He shrugged. “Whoever eventually buys the farm will probably have to promise to leave the character of the Agora unchanged for a decade or so, but we’ll see how much that’ll be worth. It’s going to be monthly access fees from there for sure. I don’t know how you’d do billboards in the Agora, but I’m pretty sure they’ll figure it out sooner than later.”
“You’ve thought about this a lot,” I said, after a minute.
Tony smiled, looked away, and made a dismissive wave. “Sorry. It’s a hobbyhorse of mine, I know. I’m not this humorless about most things.”
“It’s fine,” I said. “And it’s fine that you’re thinking about it.”
“Well, there’s also the side effect that once all these government contracts go kerplooey, my line of work is going to get tougher,” Tony said. “So this is not me being socially active out of the goodness of my own heart. I like to eat. Well, be fed nutritionally balanced liquids, anyway. The Hadens who are walking out this week are making the point that our world is about to be wildly disrupted, and the rest of America doesn’t really seem to give a shit.”
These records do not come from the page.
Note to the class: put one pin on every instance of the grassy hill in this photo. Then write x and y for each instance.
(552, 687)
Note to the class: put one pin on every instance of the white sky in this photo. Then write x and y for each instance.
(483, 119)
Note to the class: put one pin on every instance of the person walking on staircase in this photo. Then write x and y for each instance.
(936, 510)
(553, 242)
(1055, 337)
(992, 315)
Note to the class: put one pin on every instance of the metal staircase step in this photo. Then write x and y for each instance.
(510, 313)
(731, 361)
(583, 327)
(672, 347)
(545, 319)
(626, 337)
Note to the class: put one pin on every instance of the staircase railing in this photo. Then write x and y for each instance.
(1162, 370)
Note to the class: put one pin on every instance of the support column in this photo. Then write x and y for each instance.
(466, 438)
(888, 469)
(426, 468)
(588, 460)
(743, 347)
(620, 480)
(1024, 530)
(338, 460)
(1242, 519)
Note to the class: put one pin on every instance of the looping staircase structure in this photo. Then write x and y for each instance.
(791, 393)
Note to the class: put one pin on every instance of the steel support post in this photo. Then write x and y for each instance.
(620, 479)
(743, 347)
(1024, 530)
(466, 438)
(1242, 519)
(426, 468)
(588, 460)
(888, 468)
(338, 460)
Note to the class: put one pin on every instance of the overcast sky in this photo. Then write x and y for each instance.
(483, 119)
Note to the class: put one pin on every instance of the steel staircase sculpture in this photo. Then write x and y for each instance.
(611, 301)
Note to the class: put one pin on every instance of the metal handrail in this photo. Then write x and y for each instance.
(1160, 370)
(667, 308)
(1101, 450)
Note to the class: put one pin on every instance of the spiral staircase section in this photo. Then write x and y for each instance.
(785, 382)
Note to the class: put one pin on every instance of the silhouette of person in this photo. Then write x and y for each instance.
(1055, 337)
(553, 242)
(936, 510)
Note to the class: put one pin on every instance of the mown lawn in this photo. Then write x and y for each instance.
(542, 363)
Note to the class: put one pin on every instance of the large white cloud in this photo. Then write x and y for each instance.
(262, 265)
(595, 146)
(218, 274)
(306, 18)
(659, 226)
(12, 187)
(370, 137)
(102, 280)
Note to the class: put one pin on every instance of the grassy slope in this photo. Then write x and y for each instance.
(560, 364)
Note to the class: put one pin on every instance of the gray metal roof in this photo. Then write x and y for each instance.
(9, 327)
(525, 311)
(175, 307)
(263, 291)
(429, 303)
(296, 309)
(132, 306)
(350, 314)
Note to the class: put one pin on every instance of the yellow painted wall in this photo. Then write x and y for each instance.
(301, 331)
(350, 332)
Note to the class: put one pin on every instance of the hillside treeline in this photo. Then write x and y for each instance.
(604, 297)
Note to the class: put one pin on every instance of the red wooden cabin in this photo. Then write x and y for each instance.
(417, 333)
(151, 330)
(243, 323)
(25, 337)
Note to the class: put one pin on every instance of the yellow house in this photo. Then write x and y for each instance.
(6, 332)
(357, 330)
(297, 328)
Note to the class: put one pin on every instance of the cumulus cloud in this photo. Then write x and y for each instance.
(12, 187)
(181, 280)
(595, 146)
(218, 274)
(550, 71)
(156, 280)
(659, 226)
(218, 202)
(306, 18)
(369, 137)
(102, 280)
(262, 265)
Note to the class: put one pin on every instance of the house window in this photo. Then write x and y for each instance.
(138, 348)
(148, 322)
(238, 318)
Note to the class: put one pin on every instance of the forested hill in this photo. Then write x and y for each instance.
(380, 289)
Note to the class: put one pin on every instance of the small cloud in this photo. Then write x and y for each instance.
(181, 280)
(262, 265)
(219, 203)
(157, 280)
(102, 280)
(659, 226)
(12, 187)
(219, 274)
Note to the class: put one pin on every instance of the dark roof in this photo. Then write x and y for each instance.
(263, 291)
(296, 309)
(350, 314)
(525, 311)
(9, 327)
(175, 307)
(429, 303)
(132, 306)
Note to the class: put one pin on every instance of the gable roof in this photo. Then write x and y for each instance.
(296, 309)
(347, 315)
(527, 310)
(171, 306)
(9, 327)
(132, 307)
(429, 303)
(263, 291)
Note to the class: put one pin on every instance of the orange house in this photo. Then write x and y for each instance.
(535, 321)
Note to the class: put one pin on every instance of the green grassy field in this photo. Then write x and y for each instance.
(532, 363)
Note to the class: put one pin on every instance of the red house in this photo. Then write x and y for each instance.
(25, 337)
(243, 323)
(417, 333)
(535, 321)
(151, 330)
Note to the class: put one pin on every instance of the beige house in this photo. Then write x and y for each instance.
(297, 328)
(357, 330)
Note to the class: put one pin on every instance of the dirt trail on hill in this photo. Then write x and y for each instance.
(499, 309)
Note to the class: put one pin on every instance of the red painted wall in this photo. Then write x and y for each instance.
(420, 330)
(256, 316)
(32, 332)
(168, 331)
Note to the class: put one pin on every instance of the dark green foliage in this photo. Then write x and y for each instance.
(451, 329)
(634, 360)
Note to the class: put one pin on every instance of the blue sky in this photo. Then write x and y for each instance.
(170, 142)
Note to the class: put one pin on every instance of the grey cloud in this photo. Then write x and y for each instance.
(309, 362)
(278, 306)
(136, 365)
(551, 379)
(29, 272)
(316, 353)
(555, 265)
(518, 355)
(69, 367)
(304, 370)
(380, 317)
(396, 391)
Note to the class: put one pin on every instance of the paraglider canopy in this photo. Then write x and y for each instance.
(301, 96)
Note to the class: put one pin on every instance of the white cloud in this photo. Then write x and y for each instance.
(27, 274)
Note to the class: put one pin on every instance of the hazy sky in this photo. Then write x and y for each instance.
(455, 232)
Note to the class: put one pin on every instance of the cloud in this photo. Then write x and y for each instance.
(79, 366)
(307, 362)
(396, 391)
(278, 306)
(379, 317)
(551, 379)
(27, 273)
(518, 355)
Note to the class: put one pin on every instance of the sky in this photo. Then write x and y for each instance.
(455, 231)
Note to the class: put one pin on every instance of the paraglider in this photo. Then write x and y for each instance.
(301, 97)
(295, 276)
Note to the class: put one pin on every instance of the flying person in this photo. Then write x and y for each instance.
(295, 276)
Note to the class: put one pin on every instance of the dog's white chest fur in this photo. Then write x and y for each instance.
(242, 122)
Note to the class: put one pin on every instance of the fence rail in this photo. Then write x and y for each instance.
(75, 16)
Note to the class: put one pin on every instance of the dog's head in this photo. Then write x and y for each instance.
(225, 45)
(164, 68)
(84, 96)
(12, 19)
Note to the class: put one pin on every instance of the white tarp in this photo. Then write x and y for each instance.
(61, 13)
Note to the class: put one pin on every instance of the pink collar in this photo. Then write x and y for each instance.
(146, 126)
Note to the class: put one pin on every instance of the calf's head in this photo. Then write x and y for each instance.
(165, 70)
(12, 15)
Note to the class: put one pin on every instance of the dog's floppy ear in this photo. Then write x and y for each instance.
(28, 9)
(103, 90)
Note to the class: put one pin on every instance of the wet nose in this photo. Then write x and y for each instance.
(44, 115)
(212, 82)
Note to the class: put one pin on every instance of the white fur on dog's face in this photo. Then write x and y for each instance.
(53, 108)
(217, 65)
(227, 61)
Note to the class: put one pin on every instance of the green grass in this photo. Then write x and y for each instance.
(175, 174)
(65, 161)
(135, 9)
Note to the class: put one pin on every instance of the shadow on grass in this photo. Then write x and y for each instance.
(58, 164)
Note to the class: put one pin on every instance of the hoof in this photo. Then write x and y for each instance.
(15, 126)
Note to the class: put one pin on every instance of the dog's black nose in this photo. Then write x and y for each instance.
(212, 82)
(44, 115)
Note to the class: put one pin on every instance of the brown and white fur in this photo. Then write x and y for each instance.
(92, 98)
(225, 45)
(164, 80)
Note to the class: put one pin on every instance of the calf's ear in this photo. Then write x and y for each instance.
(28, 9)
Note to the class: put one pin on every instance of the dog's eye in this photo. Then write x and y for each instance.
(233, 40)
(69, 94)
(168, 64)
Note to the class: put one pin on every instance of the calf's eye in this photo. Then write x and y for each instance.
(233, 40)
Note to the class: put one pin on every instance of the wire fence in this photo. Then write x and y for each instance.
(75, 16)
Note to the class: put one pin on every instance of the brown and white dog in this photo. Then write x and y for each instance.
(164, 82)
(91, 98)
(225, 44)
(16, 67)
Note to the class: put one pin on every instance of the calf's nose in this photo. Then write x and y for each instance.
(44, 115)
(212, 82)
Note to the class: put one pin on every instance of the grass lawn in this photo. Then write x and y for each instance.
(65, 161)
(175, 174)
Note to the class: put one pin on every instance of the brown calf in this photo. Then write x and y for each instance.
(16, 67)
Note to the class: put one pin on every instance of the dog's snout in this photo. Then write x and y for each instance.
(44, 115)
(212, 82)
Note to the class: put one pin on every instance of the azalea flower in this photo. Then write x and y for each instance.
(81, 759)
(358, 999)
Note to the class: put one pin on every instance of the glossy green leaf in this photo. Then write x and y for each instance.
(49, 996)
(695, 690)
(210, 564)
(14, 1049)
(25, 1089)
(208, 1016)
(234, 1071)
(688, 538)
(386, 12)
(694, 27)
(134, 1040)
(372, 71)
“You’re not part of the walkout, though,” I said.
“I’m inconsistent,” Tony said. “Or maybe I’m a coward. Or just someone who wants to bank as much money as he can now because he expects things to dry up. I see the wisdom of the walkout. I don’t see it as something I can do right now.”
“What about the march on the Mall?” I asked.
“Oh, I’ll definitely be going to that,” Tony said, and grinned. “I think we’ll all be going. Are you planning on it?”
“I’m pretty sure I’ll be working it,” I said.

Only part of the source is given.